Over the past few months, we have been talking to community members and stakeholders about potential permanent station names. We’d like to be in a position where the Sound Transit Board could formally adopt a permanent station name as early as September, at the same time we award the design-build construction project for the guideway and station. As part of the process, we are collecting feedback to provide to the Board on the proposed choice of a station name.
Temporary Working Station Name Proposed Choices for the Permanent Station Name S. 200th Street Station S. 200th Street Station South SeaTac Station Angle Lake Station
Please learn more about the station naming criteria and weigh in with your thoughts on the name of that station by completing survey below by Monday, Sept. 17.If you have comments on any of the proposed name for the station along the South 200th Link Extension, please take a moment to send an email to Jennifer.firstname.lastname@example.org.

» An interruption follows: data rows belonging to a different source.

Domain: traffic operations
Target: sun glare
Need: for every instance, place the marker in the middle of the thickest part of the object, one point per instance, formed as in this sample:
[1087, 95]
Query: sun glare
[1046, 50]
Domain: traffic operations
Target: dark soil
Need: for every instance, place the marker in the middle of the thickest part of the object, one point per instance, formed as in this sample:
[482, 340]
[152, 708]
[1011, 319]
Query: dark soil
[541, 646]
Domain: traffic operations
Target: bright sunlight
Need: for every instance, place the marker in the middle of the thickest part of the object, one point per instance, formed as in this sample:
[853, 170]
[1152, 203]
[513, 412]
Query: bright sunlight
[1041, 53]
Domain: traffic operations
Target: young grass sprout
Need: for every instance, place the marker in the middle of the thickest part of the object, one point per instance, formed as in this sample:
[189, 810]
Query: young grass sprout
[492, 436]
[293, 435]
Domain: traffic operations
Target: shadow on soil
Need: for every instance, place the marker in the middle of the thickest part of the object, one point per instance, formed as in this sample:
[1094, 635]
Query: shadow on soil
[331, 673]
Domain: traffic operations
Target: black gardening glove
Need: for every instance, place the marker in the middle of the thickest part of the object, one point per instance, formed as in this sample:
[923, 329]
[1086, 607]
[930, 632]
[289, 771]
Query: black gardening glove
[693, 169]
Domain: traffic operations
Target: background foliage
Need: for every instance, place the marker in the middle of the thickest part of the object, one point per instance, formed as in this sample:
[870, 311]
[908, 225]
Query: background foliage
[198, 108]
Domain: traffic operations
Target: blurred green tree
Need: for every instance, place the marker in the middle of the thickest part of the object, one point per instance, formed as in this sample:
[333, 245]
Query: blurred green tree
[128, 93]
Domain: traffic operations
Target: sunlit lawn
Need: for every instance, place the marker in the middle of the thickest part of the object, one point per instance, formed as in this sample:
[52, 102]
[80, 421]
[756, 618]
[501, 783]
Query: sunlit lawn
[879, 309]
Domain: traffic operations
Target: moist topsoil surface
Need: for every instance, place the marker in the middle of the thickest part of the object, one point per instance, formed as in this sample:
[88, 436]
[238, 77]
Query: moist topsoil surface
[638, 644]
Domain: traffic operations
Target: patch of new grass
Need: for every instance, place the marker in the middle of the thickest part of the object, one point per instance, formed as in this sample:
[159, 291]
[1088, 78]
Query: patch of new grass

My personal preference is for station names to be as specific as possible while still ensuring recognition over the geographic area they serve (i.e. regionally or Link) while avoiding confusion with other stations close by or with similar names. In this regard stations that are in established and well known neighborhoods or emerging large scale TOD should take their name. Stations in areas without established identity should be named after the most specific and well recognized landmark in the area, preferably another element of the transportation system. In most cases this would be a road, especially when the road are arterials with freeway access.
So in this case I see South 200th Street Station as the obvious choice. South SeaTac Station is both poorly defined geographically and confusing in relation to SeaTac Station. Similarly, I’ve lived in the Seattle region my whole life and I have no idea where Angle Lake is. South 200th St is precise but still well known.